Lo scopo di Bulgari è dunque guardare avanti e intraprendere nuove sfide per stare al passo coi tempi e innovarsi. “Come mercati puntiamo in particolare all’America, l’Asia e il Giappone, perché per motivi strutturali ed etnografici sono più dinamici”. Mentre la multicanalità per il manager è il driver del futuro, “integrare online e offline è fondamentale per offrire un’esperienza inclusive al consumatore. Stiamo investendo su un’operazione di e-commerce efficace e di qualità per instaurare un rapporto diretto con il cliente”, ha detto Babin. “Abbiamo sviluppato una piattaforma più transazionale e globale già operativa in alcuni mercati, che include un’organizzazione attiva e disponibile 24 ore su 24 e 7 giorni su 7. Però per noi anche la formazione è necessaria, la presenza di un team di specialisti che sia in grado di interagire con il cliente in maniera efficace, indirizzandolo verso tutti gli aspetti della marca e del prodotto. Si tratta di un servizio creato a Dublino, in Irlanda, paese che da anni è per Bulgari global customer service, ma che si estenderà anche in altre parti del mondo”.

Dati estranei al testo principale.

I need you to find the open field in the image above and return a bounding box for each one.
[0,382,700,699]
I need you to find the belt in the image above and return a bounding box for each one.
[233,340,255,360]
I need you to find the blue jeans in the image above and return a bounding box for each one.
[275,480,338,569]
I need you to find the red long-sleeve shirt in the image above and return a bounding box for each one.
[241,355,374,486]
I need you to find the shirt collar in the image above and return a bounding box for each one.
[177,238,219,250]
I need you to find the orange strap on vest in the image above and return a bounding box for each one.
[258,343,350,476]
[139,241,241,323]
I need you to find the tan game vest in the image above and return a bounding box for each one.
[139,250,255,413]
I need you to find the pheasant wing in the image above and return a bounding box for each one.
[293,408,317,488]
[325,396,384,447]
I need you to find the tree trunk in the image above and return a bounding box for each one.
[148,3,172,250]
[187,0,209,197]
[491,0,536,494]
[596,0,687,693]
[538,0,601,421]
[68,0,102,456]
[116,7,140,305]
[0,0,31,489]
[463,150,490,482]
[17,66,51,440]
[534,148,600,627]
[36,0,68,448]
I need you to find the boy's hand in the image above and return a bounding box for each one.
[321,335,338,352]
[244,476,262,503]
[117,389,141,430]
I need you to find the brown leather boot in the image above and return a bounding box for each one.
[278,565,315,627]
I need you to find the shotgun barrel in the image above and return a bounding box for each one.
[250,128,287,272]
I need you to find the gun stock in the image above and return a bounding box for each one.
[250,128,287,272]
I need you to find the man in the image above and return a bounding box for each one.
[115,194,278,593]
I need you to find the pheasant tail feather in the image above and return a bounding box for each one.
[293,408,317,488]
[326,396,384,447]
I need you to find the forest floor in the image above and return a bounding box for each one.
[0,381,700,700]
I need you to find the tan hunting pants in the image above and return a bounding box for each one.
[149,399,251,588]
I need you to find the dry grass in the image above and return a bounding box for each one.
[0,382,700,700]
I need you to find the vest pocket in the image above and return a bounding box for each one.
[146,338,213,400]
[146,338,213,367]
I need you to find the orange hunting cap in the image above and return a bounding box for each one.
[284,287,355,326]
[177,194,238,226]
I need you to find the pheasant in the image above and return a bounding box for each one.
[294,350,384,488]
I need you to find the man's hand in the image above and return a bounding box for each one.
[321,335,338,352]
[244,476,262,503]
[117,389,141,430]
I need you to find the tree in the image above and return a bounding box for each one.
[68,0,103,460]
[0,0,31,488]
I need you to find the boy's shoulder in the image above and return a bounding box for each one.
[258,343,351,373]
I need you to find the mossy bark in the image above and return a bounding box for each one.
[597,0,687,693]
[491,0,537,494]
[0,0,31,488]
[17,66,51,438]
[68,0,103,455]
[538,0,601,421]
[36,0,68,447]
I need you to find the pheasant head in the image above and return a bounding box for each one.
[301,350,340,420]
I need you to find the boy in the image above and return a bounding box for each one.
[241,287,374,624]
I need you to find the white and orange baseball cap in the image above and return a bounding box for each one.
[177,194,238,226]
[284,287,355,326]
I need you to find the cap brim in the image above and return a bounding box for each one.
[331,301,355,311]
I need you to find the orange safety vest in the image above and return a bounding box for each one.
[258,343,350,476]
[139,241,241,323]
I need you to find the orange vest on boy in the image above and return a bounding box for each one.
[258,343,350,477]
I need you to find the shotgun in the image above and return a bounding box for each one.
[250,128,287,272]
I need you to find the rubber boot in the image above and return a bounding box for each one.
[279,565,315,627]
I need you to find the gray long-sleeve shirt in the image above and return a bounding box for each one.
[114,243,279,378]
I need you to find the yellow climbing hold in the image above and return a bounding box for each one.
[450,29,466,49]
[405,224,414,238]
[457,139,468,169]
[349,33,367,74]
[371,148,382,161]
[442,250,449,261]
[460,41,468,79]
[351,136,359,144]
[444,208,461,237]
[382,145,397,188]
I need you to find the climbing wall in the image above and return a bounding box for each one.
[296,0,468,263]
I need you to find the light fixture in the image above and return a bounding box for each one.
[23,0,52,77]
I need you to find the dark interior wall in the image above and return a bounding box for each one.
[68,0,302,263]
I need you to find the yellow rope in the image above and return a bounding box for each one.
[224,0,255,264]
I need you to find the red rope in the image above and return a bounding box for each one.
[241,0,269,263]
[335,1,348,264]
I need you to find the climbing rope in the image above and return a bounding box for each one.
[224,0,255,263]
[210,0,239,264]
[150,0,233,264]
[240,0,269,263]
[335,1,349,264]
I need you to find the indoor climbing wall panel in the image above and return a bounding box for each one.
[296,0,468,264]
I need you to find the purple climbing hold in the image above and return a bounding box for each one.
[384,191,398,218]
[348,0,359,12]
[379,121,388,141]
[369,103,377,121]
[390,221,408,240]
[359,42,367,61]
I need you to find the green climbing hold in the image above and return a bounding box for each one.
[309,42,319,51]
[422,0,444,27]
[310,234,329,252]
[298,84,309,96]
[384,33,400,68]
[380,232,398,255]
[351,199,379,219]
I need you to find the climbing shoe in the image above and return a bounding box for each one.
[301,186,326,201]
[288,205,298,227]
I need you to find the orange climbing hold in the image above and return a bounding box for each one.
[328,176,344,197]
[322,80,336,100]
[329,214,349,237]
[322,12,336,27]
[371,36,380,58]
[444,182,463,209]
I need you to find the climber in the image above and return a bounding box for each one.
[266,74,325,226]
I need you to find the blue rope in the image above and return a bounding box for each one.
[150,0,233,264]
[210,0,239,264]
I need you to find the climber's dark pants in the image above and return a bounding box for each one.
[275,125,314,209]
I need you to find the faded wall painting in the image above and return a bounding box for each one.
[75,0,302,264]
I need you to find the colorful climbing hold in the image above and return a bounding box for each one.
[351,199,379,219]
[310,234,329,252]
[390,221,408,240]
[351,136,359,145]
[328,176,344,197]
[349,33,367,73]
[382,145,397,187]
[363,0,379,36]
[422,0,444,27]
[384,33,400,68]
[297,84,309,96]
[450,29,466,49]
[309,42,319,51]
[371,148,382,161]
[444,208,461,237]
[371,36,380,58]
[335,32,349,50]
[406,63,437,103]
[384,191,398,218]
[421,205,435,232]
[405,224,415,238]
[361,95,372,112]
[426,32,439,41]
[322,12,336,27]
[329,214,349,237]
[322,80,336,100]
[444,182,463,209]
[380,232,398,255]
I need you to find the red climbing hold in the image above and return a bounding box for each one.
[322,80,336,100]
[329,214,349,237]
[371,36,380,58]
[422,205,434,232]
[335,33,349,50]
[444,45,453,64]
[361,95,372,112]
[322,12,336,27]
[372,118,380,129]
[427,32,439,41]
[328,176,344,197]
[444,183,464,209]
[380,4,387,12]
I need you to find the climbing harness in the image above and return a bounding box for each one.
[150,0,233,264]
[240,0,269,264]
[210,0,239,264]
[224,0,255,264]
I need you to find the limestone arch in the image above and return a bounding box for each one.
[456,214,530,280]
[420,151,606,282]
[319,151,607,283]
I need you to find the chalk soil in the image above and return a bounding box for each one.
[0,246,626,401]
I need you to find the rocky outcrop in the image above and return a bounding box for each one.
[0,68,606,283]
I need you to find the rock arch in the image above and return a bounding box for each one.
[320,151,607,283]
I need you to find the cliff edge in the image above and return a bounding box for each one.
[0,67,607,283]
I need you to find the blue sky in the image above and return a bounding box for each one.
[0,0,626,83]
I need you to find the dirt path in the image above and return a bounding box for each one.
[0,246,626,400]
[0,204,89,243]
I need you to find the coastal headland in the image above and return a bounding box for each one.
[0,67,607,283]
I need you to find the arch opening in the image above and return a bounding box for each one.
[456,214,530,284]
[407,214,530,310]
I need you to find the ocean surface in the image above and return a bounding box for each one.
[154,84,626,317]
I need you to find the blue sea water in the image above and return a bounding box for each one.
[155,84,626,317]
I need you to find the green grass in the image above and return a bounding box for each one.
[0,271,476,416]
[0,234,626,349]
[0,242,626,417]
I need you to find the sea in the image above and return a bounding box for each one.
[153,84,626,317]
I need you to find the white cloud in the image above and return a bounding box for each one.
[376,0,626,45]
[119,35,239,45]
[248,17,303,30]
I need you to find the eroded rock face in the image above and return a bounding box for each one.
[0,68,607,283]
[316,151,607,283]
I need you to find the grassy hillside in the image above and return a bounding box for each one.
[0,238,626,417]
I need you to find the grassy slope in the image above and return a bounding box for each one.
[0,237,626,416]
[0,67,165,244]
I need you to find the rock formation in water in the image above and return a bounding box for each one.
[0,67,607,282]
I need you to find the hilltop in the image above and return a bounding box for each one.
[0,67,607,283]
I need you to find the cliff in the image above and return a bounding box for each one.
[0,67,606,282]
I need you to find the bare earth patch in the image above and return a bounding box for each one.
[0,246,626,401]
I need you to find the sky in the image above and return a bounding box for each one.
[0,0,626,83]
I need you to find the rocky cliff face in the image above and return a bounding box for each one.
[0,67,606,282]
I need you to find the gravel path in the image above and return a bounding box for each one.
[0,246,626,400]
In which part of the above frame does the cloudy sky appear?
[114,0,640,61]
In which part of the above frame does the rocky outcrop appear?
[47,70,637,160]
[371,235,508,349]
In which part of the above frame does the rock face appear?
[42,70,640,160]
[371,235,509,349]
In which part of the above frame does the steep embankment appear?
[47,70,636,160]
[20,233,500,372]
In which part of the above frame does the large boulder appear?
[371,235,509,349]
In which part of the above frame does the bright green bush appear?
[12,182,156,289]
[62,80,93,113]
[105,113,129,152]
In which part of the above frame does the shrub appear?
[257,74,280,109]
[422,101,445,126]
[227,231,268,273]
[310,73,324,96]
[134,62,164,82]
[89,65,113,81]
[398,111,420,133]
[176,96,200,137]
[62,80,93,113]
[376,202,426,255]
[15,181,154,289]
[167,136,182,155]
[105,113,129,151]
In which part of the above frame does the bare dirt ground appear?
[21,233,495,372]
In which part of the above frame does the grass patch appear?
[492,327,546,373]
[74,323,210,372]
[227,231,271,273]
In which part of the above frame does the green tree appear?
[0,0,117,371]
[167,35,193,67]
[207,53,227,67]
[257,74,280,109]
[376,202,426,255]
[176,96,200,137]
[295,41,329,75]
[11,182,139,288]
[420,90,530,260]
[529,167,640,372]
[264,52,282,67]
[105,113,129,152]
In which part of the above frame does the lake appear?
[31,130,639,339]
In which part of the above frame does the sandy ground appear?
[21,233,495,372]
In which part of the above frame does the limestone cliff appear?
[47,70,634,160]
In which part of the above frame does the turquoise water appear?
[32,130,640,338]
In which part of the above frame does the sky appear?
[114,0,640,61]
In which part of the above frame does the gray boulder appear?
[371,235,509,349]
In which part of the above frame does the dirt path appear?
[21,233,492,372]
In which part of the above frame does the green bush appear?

Per il manager italo-francese l’e-commerce deve essere un’esperienza coinvolgente ed esclusiva non basata sulla formula di Amazon e quindi limitata a proporre all’utente un semplice oggetto tramite rivenditore, “deve offrire lo stesso servizio di eccellenza che si vive all’interno della boutique, perché è vero che l’online sarà il primo canale di vendita per le aziende in futuro, ma chi desidera acquistare i prodotti Bulgari preferisce toccarli e indossarli, quindi ha bisogno dell’aiuto da parte del personale competente del negozio fisico”. Nel segmento gioielleria invece la maison nel portafoglio del colosso Lvmh ha appena raggiunto un importante traguardo con l’anello B.Zero1, creato nel 1999 e che oggi festeggia i suoi 20 anni. “È per Bulgari un’icona, un tormentone, una creazione all’avanguardia che è riuscita a catturare l’attenzione di una generazione più giovane. I festeggiamenti per celebrare B.Zero1 continueranno anche durante la design week di Milano con grandi sorprese”, ha concluso Jean-Christophe Babin.